Hi, we are using prefect together with dask for scheduling ML training runs. We use a temporary cluster. For big grid searches we see that the dask workers accumulate memory over time and then stop accepting tasks. I assume similar to this thread.
However none of the recommended solutions helped. Has anyone had similar experience? Could this be related to prefect?
02/24/2022, 2:47 PM
Related to Prefect if you map around the 100k number of items. Actually are you trying models like XGBoost or LightGBM? Anything with
Also results are held in memory so what do the tasks output?
XGBoost and Lightgbm try to utilize all of the available cores on the machine they run on so if you send like two training jobs to a worker and they try to compete for the CPUs, you can get some conflict of resources and the jobs just deadlock
02/25/2022, 1:01 PM
Sorry for the lag. The tasks do not have any output in fact. They just log to mlflow after training and then are done. There should be no competition about compute resources. The only problem is memory buildup.
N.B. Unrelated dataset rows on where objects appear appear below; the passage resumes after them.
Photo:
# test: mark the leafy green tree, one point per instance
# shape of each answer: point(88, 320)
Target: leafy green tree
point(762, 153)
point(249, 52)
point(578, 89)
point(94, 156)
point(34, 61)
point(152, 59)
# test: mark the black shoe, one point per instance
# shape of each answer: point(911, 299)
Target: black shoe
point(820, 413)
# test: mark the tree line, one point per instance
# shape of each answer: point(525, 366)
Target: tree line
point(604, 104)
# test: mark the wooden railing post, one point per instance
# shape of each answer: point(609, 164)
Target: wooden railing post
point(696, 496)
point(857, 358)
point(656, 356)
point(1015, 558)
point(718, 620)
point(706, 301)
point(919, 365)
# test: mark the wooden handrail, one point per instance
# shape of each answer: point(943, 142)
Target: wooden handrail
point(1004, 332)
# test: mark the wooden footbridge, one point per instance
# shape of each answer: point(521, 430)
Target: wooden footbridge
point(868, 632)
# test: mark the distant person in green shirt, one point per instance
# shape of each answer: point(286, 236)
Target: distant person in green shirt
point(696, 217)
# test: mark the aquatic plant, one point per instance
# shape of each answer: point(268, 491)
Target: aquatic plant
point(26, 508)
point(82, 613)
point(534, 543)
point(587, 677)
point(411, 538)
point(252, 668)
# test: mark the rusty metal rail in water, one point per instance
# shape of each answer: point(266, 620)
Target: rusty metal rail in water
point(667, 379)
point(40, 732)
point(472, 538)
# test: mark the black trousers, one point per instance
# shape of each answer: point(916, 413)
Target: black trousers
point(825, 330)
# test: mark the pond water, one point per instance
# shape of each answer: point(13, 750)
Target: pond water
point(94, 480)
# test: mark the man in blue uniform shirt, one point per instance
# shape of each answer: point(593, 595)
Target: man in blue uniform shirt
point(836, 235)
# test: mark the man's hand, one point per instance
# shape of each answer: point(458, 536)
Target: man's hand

But I have been wondering if there is some element of the flow that is present on all workers and holds on to some data and thats why we see no reduction in memory pressure when we run gc.collect().
02/25/2022, 4:00 PM
Have you seen
video? There is also this that was recently merged in I think that might affect this
02/26/2022, 7:50 AM
Yes I watched it, but none of the things helped to debug our case. But if there is nothing prefect specific that you guys know about then we will have to dig into it.